Agentic AI

Diving into LlamaIndex AgentWorkflow: A Nearly Perfect Multi-Agent Orchestration Solution

And fix the issue where the agent can't continue with past requests

Peng Qian

07 Mar 2025 — 14 min read

Diving into LlamaIndex AgentWorkflow: A Nearly Perfect Multi-Agent Orchestration Solution. Image by DALL-E-3

This article introduces you to the latest AgentWorkflow multi-agent orchestration framework by LlamaIndex, demonstrating its application through a project, highlighting its drawbacks, and explaining how I solved them.

By reading this, you'll learn how to simplify multi-agent orchestration and boost development efficiency using LlamaIndex AgentWorkflow.

The project source code discussed here is available at the end of the article for your review and modification without my permission.

Introduction

Recently, I had to review LlamaIndex's official documentation for work and was surprised by the drastic changes: LlamaIndex has rebranded itself from a RAG framework to a multi-agent framework integrating data and workflow. The entire documentation is now built around AgentWorkflow.

Multi-agent orchestration is not new.

For enterprise-level applications, we don’t use a standalone agent to perform a series of tasks. Instead, we prefer a framework that can orchestrate multiple agents to collaborate on completing complex business scenarios.

When it comes to multi-agent orchestration frameworks, you've probably heard of LangGraph, CrewAI, and AutoGen. However, LlamaIndex, once a framework as popular as LangChain, seemed silent in the multi-agent space in the past six months.

Considering LlamaIndex’s high maturity and community involvement, the release of LlamaIndex AgentWorkflow caught our attention. So, my team and I studied it for a month and found that for practical applications, AgentWorkflow is a nearly perfect multi-agent orchestration solution.

Smart as you might be, you might ask, since LlamaIndex Workflow has been out for half a year, what's the difference between Workflow and AgentWorkflow? To answer this, we must first look at how to use LlamaIndex Workflow for multi-agent setups.

What Is Workflow?

I previously wrote an article detailing what LlamaIndex Workflow is and how to use it:

In simple terms, Workflow is an event-driven framework using Python asyncio for concurrent API calls to large language models and various tools.

I also wrote about implementing multi-agent orchestration similar to OpenAI Swarm's agent handoff using Workflow:

However, Workflow is a relatively low-level framework and quite disconnected from other LlamaIndex modules, necessitating frequent learning and calls to LlamaIndex's underlying API when implementing complex multi-agent logic.

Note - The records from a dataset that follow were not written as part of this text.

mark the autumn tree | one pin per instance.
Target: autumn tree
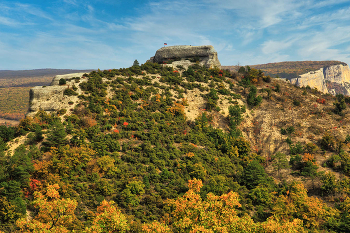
(190, 213)
(108, 219)
(55, 214)
(279, 162)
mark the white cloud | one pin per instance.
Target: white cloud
(8, 22)
(29, 9)
(270, 47)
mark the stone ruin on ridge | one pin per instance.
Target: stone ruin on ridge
(184, 54)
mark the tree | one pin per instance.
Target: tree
(190, 213)
(57, 135)
(329, 183)
(252, 99)
(136, 63)
(254, 175)
(108, 219)
(339, 104)
(280, 161)
(55, 214)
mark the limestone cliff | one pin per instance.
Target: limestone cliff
(330, 79)
(205, 54)
(51, 98)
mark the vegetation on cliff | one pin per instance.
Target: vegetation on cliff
(128, 158)
(289, 69)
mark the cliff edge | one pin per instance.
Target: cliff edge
(185, 54)
(330, 79)
(51, 98)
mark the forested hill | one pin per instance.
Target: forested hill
(5, 74)
(288, 69)
(156, 149)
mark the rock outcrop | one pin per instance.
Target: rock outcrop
(181, 54)
(51, 98)
(330, 79)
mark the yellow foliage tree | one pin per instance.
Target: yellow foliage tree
(215, 214)
(54, 214)
(108, 219)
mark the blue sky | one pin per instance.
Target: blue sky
(83, 34)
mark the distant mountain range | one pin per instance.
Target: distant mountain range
(289, 69)
(4, 74)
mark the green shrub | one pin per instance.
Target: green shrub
(62, 81)
(252, 99)
(69, 92)
(296, 102)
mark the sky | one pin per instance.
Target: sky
(106, 34)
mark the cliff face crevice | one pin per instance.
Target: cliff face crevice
(330, 79)
(51, 98)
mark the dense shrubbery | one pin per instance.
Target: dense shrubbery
(135, 149)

If you’ve read my article, you'll notice I heavily rely on LlamaIndex’s low-level API across Workflow’s step methods for function calls and process control, leading to tight coupling between the workflow and agent-specific code. This isn’t ideal for those of us who want to finish work early and enjoy dinner at home.

Perhaps LlamaIndex heard developers’ appeals, leading to the birth of AgentWorkflow.

How Does AgentWorkflow Work?

AgentWorkflow consists of an AgentWorkflow module and an Agent module. Unlike existing LlamaIndex modules, both are specially tailored for recent multi-agent objectives. Here, let’s first discuss the Agent module:

Agent module

The Agent module primarily consists of two classes: FunctionAgent and ReActAgent, both inheriting from BaseWorkflowAgent, hence incompatible with previous Agent classes.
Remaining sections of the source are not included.